Do people actually use Docker and Ansible a lot for ML???
Doing something custom on top of the GPU is also not much different on Windows, than Linux. CUDA is basically the same. OpenCL and Vulkan are available too.
I'd like to hear perspective of a person, who actually does ML specifically on Linux for some reason.
The reason to use Linux is to follow the crowd. I use Nvidia's docker container because the plurality of devs use it. Over the course of my career I've found that well-trodden paths tend to have a _lot_ fewer bugs thanks to other people finding them first, and when I do get some
I don't have to spend time explaining or justifying or isolating my setup.
Conversely though, my work is itself off the beaten path enough that I'm likely to run into weird bugs. If I was pushing images through a CNN, that'd be well-trodden enough on every platform that I'd be a lot less fussed about which particular platform I use.
Well CUDA is only one thing.

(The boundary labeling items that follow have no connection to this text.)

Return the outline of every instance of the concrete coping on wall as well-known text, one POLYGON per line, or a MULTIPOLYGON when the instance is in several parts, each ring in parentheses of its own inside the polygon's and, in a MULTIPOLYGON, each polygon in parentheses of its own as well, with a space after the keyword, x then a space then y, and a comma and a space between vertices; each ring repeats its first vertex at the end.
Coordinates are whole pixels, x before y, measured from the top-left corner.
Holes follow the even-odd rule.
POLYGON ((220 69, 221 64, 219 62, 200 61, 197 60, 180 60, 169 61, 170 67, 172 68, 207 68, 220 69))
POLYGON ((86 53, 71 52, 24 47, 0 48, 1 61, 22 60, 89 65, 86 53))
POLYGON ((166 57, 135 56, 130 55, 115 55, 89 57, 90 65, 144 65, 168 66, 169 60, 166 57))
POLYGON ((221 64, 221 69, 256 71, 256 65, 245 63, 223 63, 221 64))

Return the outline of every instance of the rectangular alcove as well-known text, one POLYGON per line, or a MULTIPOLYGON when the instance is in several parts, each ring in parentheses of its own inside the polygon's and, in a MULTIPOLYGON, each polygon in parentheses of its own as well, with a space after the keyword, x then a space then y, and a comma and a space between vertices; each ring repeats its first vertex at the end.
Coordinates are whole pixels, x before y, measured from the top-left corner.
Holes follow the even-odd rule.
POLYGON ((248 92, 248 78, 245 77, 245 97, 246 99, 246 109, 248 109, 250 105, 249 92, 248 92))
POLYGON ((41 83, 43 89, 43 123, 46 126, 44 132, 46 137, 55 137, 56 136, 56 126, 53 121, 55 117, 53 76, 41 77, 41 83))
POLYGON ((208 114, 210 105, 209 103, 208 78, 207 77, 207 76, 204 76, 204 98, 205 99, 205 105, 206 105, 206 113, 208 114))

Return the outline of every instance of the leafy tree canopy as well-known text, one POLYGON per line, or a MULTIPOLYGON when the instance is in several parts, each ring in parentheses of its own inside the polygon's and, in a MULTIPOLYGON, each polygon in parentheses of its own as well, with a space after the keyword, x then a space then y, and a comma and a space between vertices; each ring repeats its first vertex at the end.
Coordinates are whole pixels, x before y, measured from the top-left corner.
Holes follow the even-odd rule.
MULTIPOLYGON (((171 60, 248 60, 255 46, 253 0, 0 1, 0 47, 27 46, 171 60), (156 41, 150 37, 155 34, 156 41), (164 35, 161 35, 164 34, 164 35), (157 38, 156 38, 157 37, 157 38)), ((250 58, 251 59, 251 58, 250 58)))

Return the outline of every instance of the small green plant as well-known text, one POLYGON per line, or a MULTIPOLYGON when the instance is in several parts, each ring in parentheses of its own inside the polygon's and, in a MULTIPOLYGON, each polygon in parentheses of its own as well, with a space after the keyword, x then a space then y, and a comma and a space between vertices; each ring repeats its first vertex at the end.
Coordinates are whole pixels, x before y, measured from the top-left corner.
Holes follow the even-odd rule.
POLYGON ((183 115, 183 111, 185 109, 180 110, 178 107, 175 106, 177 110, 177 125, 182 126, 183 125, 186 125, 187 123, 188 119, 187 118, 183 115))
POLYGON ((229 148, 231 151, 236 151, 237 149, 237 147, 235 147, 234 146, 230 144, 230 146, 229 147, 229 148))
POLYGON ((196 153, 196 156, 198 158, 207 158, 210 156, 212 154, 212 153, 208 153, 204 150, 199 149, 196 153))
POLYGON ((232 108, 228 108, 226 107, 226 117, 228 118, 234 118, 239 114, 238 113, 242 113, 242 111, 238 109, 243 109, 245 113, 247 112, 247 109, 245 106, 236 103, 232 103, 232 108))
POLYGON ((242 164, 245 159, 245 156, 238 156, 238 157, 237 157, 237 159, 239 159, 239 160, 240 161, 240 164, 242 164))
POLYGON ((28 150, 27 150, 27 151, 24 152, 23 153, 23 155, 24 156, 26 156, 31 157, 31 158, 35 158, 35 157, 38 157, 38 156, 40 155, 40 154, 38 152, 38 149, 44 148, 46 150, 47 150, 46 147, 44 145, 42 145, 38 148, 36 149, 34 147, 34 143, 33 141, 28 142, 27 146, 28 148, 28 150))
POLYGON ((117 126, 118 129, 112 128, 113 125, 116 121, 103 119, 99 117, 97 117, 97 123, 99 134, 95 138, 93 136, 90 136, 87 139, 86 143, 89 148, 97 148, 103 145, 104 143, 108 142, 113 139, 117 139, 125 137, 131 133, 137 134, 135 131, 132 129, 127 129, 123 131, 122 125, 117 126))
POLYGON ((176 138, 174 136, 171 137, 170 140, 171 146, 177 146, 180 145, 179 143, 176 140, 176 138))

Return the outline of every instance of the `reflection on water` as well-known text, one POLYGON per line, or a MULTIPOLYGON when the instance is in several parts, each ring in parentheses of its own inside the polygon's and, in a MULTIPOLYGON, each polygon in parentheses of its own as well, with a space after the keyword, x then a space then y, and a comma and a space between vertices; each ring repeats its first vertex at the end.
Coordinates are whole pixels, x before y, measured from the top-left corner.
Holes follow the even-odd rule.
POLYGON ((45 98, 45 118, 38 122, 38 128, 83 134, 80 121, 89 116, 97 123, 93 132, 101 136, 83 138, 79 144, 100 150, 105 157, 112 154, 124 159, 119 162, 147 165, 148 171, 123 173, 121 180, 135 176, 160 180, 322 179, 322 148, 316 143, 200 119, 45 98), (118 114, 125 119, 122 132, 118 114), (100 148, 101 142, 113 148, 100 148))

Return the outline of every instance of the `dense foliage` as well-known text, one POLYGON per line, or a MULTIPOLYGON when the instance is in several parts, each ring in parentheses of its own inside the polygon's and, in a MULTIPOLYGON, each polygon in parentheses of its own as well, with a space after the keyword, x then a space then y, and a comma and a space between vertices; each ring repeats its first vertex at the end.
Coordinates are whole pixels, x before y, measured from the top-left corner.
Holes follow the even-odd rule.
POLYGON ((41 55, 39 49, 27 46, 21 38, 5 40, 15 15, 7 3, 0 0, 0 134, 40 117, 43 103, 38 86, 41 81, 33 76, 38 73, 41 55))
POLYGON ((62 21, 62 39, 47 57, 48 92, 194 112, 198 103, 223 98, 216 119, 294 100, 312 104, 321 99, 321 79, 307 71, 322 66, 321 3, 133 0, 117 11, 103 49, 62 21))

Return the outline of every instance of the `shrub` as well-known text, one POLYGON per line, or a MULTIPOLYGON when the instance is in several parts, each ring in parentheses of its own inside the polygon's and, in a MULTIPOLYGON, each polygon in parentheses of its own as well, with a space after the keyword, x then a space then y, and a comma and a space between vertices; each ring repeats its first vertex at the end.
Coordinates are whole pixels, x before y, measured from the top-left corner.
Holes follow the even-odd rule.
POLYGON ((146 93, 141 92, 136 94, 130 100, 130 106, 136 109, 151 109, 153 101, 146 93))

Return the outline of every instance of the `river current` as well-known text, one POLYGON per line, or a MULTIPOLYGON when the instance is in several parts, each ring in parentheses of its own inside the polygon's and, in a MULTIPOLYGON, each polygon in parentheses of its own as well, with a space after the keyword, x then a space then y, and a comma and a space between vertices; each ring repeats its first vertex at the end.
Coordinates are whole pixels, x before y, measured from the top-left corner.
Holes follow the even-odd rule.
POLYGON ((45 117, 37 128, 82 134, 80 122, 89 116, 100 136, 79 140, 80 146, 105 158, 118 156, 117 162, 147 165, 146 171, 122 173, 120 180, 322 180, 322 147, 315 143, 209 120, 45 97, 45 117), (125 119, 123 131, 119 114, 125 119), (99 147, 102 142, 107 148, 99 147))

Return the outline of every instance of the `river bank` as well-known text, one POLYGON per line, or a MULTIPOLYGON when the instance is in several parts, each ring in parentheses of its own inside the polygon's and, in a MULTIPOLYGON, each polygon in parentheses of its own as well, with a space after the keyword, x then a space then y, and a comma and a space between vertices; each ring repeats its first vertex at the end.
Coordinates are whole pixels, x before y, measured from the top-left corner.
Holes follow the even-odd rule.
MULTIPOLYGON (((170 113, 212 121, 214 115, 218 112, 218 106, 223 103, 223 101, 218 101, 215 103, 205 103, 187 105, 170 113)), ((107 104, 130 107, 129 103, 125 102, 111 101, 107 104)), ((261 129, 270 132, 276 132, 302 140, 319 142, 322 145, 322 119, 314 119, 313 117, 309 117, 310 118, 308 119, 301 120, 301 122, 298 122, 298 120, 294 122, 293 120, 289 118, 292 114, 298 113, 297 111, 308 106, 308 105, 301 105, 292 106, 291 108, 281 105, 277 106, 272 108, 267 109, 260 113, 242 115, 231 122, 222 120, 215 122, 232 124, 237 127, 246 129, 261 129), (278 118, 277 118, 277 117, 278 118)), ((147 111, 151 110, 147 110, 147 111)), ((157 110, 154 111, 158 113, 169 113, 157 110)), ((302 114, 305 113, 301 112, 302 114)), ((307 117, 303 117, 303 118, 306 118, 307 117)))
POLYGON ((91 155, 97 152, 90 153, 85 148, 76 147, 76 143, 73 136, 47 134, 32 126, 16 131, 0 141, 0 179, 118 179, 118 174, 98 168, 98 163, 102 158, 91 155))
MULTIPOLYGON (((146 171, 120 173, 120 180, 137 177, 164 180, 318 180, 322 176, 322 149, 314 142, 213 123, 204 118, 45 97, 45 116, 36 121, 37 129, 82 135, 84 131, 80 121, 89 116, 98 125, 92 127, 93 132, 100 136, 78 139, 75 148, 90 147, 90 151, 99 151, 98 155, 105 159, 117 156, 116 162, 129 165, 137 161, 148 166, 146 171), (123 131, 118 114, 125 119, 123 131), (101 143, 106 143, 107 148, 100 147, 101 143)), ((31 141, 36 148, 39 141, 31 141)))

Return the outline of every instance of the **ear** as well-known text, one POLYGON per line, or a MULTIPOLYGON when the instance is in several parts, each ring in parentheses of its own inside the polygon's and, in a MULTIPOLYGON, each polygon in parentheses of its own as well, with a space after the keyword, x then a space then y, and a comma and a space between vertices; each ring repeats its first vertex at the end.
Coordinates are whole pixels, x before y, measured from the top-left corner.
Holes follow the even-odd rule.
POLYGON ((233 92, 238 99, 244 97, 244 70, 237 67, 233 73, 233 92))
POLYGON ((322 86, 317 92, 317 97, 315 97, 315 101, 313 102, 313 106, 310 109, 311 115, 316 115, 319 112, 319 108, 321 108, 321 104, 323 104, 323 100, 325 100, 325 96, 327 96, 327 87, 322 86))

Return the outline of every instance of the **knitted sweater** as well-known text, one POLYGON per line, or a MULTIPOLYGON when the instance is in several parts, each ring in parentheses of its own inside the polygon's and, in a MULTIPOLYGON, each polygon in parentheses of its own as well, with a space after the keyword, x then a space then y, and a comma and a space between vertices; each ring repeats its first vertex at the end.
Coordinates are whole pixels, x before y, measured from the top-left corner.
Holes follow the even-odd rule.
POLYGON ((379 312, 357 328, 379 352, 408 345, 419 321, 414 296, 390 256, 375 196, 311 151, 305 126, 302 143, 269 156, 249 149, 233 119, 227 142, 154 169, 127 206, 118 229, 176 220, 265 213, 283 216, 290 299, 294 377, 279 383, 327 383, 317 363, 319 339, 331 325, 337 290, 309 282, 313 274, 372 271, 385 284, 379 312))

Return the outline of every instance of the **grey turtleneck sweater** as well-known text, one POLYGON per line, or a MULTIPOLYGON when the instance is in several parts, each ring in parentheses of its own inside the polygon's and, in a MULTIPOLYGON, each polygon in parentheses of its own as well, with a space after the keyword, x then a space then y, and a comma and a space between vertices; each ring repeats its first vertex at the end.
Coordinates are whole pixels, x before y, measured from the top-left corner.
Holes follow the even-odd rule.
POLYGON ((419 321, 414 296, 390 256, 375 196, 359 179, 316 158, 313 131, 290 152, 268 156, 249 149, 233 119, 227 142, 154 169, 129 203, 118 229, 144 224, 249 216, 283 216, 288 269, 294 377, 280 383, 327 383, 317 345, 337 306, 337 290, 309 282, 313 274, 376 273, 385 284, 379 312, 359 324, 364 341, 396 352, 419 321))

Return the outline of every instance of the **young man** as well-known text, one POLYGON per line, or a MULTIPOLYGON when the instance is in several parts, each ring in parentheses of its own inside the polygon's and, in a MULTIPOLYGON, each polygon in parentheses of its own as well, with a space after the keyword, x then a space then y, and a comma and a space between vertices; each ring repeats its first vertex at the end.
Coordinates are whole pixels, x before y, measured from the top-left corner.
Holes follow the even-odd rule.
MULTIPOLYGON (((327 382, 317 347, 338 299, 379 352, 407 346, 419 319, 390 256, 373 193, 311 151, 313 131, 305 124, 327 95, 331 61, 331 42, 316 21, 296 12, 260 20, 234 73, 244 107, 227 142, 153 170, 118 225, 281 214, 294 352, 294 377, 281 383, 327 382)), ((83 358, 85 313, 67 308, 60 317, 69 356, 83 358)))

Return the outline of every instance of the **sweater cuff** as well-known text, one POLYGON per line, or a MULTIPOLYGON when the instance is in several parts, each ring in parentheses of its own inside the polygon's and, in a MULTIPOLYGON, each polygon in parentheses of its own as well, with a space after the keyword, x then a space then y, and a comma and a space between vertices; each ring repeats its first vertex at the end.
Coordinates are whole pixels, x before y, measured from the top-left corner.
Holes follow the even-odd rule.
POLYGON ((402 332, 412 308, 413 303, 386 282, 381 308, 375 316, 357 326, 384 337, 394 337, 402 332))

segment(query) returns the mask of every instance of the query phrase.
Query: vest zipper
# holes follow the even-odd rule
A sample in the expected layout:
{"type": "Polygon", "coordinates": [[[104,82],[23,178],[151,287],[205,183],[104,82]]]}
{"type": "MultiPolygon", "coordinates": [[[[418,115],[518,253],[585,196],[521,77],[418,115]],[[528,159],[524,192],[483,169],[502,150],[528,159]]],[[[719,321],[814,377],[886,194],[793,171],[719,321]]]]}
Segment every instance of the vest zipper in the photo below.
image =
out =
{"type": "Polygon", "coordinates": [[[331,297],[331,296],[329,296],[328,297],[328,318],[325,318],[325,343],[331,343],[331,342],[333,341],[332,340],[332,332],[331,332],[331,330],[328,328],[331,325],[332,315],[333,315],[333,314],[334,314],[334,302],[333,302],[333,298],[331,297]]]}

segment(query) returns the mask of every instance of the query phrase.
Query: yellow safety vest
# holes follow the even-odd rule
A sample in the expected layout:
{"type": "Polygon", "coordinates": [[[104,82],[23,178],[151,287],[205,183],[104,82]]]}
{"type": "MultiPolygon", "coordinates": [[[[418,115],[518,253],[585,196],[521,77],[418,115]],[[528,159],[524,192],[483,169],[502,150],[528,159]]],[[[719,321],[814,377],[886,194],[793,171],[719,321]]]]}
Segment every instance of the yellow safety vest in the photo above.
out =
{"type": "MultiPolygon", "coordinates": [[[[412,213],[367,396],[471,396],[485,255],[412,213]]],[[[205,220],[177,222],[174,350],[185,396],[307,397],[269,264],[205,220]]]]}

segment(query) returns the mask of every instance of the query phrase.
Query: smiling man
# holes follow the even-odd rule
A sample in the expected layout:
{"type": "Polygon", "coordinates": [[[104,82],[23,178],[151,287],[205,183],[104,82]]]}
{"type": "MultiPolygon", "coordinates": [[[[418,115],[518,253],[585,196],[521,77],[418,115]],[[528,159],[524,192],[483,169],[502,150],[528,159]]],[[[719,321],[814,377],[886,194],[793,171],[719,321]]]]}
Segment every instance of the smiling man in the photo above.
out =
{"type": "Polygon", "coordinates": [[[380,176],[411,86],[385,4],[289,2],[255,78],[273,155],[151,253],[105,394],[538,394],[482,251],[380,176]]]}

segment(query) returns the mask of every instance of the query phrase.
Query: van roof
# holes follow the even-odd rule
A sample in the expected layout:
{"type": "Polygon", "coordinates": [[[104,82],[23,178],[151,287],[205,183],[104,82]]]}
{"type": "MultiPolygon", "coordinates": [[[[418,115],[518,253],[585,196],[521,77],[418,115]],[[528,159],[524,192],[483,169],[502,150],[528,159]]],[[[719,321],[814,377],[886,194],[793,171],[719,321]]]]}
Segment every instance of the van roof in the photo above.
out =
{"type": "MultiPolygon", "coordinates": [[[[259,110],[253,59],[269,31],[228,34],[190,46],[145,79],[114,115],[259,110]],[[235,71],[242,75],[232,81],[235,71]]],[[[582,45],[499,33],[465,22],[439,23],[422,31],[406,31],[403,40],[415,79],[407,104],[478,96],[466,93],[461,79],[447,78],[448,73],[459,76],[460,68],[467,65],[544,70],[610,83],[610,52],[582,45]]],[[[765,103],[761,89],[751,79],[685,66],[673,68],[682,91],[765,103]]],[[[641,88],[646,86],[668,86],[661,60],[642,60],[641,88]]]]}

Especially in the python environment it's only a matter for time before you run in some wierd dependency issue that is Windows only. For example, getting XGBoost completely up and running on Windows requires you to either build it yourself or download a .dll from a university link. Installing it on Linux is just a proper pip install.
Also windows not having a build in C compiler makes you dependent on the horribly convoluted Visual Basic stack that seems to have a lot of dependencies for some python ML libraries. Docker makes it a lot better to run and I almost always deploy in a docker container because the ML modules I deliver are often interacted with as a black box with a REST API on top.
It looks like Anaconda supports XGBoost on Windows.
You might be right about C compiler. But something itched when you mentioned Docker. Could getting Windows SDK installed be harder, than installing Docker?
I just use chocolatey for that
> choco install windows-sdk-10.0
That being said I had to avoid installing VS 2019 for quite awhile because Node.js native module build chain couldn't work with it. There are complexities
Things like filename limits and command length limits seem to get hit on windows way more frequently, making all code more fragile in general, and a million other little things.
Even popular libraries like zeromq don't support namedpipes on windows because of how complicated they are and how different to everywhere else.
Just determining what visual studio version is installed seems to trip up projects all the time.
Mostly doing several kinds of NLP:
My actual setup is a Windows Laptop to SSH into Linux machines w/ tmux session. However, I really appreciate WSL for working offline, etc.
My main reason: It is the most convenient way to have Unix tools (grep/sort/cut/sed/less/...) and bash available. Cygwin always was a pain, MinGW / GitBash felt much better, but ultimately WSL just feels best.
These tools are incredibly valuable to my workflow. Sure, stuff like pandas can be nice for small datasets, and some data sits in some DB/Kafka/distributed system. But there have been countless cases where unix tools allowed me to take xxGB zpfiles of text and do basic examination or even build baseline models within a few hours.
Sure, there always are alternatives to use these tools and there are many equivalents. But I would always prefer WSL + conda for Linux to a typical "Windows Conda" installation with that weird GUI and the need to install so many different applications to even just look into the first or last few lines of a huge textfile.
EDIT: That said, of course I can/could always just run a juypter notebook under windows using windows cuda + GPU and share files with a WSL bash where I do my modifications. But again, everything within the same systems just feels better (ipython shell magic, no worries about if paths to the same file are really identical, etc) and while this is by no means a game-changer, it is just nicer that way.
I do all of my development on linux, if I can, but to be honest the GPU support is generally better on windows because that seems to be the main platform AMD and NVIDIA target - though linux support is not too bad. GPU support is the only potential benefit in using windows that I can think of though. Everything from package management, to build tools, FOSS support, community, troubleshooting, etc. is generally better on linux.
Doing something custom on top of the GPU is also not much different on Windows, than Linux. CUDA is basically the same. OpenCL and Vulkan are available too.
I'd like to hear perspective of a person, who actually does ML specifically on Linux for some reason.